January 7, 2022

Apartments In Tampa’s North Hyde Park Sell For More Than $400K Per Unit

By Ashley Gurbal Kritzer

An Atlanta developer has sold off its third apartment property in North Hyde Park — at a price-per-unit more commonly seen in downtown high-rises.

RangeWater Real Estate sold the 226-unit The Gray to a corporate entity linked to California-based Richland Communities for $92.53 million, according to Hillsborough County property records. The sales price breaks down to $409,451 per apartment — more than downtown’s Anchor Riverwalk fetched in August 2021.

RangeWater, previously known as Pollack Shores Real Estate Group, was a pioneer in North Hyde Park. The developer sold its first project there, NoHo Flats, for $57 million or $184,084 per apartment in 2014. Its second project, Havana Square, sold for $212,000 per unit in 2018.

“We’ve established a new market in Tampa by deploying new urbanist principles,” Anthony Everett, RangeWater’s Central Florida development director, said in a statement.

The developer’s total investment in the three projects was $130 million, Everett said, and the company will continue to manage The Gray.

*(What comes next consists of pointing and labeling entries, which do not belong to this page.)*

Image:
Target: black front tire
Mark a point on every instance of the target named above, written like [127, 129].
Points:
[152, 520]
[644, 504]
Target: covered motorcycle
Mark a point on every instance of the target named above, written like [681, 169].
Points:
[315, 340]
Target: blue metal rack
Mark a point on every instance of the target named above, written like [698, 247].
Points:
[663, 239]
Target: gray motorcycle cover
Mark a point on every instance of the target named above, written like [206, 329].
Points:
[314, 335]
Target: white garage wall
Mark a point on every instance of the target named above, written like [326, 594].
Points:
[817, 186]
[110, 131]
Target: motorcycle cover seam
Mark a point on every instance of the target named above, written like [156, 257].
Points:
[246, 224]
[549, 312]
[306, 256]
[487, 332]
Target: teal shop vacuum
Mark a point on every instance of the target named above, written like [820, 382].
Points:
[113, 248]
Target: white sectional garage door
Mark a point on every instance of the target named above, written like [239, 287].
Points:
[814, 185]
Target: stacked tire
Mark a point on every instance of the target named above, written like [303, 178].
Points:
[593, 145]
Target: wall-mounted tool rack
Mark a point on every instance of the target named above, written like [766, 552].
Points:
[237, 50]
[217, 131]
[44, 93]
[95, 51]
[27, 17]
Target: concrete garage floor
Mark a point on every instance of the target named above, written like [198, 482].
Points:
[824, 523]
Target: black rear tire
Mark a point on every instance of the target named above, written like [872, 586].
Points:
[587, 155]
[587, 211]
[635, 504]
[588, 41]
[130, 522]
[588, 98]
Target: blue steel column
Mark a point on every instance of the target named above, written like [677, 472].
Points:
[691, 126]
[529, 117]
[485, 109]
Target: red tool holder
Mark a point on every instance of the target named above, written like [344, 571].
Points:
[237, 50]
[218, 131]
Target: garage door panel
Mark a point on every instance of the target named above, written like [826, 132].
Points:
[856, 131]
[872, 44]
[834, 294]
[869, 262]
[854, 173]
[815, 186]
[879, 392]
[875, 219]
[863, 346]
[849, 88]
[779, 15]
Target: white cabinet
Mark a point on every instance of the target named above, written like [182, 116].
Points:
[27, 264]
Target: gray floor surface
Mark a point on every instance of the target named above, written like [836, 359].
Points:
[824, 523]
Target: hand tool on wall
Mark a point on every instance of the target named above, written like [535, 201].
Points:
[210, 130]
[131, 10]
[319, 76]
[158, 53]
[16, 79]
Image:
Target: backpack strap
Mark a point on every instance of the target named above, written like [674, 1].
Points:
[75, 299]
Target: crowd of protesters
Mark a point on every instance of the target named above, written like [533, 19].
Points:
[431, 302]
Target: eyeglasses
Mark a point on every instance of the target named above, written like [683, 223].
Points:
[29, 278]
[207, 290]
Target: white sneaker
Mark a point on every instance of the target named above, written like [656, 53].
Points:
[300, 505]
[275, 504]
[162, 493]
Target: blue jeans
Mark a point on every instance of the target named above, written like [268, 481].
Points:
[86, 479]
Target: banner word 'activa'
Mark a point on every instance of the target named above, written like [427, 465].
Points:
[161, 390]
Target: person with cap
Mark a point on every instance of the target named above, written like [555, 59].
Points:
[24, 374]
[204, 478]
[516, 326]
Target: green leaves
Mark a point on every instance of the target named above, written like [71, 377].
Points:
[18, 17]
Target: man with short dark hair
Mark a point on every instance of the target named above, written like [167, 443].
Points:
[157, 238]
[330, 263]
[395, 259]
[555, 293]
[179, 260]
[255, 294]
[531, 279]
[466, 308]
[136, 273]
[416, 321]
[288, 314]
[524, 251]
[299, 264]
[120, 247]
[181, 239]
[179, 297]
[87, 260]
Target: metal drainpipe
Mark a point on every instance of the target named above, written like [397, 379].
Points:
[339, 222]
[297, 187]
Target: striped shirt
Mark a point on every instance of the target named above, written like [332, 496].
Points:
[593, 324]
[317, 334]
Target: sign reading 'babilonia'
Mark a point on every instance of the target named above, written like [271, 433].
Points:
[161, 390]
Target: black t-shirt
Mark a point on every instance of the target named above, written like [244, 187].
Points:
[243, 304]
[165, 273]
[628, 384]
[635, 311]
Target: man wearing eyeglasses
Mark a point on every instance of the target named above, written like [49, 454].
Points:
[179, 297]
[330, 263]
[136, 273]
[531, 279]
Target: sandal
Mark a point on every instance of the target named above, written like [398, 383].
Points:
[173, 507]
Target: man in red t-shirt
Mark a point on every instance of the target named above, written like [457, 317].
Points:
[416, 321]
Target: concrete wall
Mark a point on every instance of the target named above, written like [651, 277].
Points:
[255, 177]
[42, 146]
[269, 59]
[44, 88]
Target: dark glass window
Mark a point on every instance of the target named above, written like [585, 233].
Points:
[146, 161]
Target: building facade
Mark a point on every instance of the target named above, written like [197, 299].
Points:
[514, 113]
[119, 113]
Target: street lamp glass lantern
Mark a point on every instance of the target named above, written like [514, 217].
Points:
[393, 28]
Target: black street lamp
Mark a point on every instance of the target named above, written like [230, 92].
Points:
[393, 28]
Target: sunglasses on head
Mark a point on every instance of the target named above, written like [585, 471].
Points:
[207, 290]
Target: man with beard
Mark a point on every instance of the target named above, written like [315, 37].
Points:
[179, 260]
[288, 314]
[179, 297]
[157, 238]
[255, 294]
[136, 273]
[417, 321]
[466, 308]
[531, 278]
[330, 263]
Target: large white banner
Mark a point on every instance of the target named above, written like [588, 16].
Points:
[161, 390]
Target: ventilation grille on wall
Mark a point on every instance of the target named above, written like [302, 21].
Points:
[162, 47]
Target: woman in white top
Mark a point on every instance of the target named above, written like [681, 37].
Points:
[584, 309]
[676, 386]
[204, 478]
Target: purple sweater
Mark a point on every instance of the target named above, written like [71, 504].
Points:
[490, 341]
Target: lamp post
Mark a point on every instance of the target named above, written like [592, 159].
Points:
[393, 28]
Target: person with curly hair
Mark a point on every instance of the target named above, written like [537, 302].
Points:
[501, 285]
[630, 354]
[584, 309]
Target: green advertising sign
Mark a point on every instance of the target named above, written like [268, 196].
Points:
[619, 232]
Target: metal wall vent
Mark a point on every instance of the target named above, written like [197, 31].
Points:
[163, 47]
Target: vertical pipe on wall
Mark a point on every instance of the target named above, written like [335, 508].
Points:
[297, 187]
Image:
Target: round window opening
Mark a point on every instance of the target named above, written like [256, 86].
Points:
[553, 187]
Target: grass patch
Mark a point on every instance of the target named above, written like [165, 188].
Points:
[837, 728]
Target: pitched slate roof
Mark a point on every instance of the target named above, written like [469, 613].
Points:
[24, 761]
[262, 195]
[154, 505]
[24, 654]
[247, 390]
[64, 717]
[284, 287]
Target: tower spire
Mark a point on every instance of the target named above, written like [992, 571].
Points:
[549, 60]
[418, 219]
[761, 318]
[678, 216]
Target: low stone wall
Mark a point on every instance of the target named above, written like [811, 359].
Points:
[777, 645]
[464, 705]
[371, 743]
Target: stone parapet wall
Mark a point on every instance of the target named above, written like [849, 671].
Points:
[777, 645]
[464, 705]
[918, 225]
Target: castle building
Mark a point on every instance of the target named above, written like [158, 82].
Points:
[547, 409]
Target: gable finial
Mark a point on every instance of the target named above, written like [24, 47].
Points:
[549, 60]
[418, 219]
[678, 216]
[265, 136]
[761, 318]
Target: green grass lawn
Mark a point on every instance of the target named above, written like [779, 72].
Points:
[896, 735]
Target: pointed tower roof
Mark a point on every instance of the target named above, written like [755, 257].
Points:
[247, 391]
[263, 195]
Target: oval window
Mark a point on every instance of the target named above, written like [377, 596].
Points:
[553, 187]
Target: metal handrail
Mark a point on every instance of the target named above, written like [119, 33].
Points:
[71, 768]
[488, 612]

The end of 2021 brought a flurry of top-of-market apartment sales in the Tampa Bay region. Manor Riverwalk, which was developed on the site of the Tampa Tribune, sold for $225 million, setting a new record for market-rate apartments in the Tampa Bay region. Waterview at Echelon City Center in St. Petersburg’s Carillon also sold for $100 million.

The investor interest — and willingness to pay previously unheard-of prices — comes as the Tampa Bay region was named one of the most competitive rental markets in the U.S. Every vacant apartment in the Tampa area has an average of 22 applicants seeking the unit, according to RentCafe.

Apartments and other housing in the region are filling up as Tampa Bay sees an influx of new residents from the Northeast and the Midwest. There’s so much demand for housing here that Zillow named Tampa Bay its hottest housing market of 2022, projecting that prices will rise nearly 25% through November 2022.